June 15, 2013 - Harry Eagar
(Almost through with the stack of books on the Eastern Front; new topics coming soon.)

HITLER'S FINAL FORTRESS BRESLAU 1945, by Richard Hargreaves. 268 pages, illustrated. Pen & Sword, $50

The siege of Breslau is mentioned often in the final diary entries of Josef Goebbels. The stand by “dear Hanke” did much to reinforce the Nazi propaganda minister’s fanaticism.

He did all he could to build up the same feelings in the German people. How much that had to do with the stability of German resistance will always be a question.

Of Goebbels’ fanaticism there can be no doubt. His sincerity is another matter. Karl Hanke, the brutal Nazi sent to organize the defense, had cuckolded Goebbels. Goebbels possibly regretted Hanke’s death (under uncertain circumstances) less than he claimed.

In any event, Richard Hargreaves has written a good account of a battle that turned out to have no significance in the war fighting, but in the aftermath reversed a major turning point in European history: Stalin saw to it that Poland recovered Silesia, of which Breslau is the capital.

It was the conquest of Silesia by rural, poor, backward Brandenburg-Prussia that provided the underpinnings for the development of the industrialized, aggressive modern Prussian state.

Hargreaves gives only the barest hint that the long siege (the longest on the German side of the Russo-German war, though nothing like as long as the siege of Leningrad) was due less to fierce German resistance than to a political game played by Stalin.

Hitler’s theory of “fortresses” assumed that the forces need to invest and reduce a fortress would weaken the power of the overall Red Army offensive. If ever true, it was no longer so early in 1945 when the Russians could detach an army to Breslau without noticing. (If anything, and here Hargreaves does not comment, the Red Army’s long supply lines meant that detaching an army made it that much simpler to get enough munitions to the mobile front.)

It appears that Stalin was content to leave Breslau untaken until his army of Polish communists, busy elsewhere early in 1945, could be sent to Silesia to oversee the clearance of Germans from the province.

The defense force was so small and poorly equipped that it seems the Russians could have overwhelmed it any time they wanted.

If this explains the odd strategy of the Red Army, it heaped extra misery on the civilians of Breslau. But in a brutal clearance as the cordon was being formed, the Germans already had expelled a huge mob of desperate people with no preparation. It is thought that 80,000 perished in the blizzards that covered them, those not shot down by the Russians.

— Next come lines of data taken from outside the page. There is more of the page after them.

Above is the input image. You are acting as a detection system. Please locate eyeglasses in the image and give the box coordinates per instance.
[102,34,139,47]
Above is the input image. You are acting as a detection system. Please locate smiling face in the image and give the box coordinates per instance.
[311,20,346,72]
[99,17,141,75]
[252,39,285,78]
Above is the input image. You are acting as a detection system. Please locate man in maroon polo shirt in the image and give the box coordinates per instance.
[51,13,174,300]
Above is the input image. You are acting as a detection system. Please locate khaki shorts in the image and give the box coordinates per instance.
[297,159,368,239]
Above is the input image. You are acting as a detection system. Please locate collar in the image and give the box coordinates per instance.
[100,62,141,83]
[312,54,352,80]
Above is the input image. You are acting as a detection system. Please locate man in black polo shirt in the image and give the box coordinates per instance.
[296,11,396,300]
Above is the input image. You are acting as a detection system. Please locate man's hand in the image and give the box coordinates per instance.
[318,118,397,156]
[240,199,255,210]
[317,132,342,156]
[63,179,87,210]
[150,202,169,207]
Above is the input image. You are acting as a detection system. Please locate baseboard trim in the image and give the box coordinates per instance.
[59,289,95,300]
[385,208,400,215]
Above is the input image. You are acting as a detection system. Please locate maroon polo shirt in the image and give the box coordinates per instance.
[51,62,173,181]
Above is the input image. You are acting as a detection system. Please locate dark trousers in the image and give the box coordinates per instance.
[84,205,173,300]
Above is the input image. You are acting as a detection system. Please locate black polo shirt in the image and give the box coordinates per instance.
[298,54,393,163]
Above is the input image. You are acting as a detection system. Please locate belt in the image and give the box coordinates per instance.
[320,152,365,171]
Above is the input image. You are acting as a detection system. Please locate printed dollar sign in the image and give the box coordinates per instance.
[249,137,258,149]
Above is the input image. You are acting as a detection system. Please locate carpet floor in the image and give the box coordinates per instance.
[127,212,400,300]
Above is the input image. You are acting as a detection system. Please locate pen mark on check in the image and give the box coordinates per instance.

After the fall, the Poles ruthlessly drove the Germans out. This was one episode of the clearance of about 12 million Germans from the East. It was this rolling back of an ethnic advance that had been going on for over 700 years that has meant that eastern Europe has not created any war scares over the past seven decades.

Excising Silesia from Germany, although it has left a small, irritating band of irredentists in Germany, had the important benefit for Russia of making any revived German fascist state militarily weaker.

Silesia is now the economic heart of Poland, with its capital, Wroclaw, which was Breslau and is today almost empty of Germans.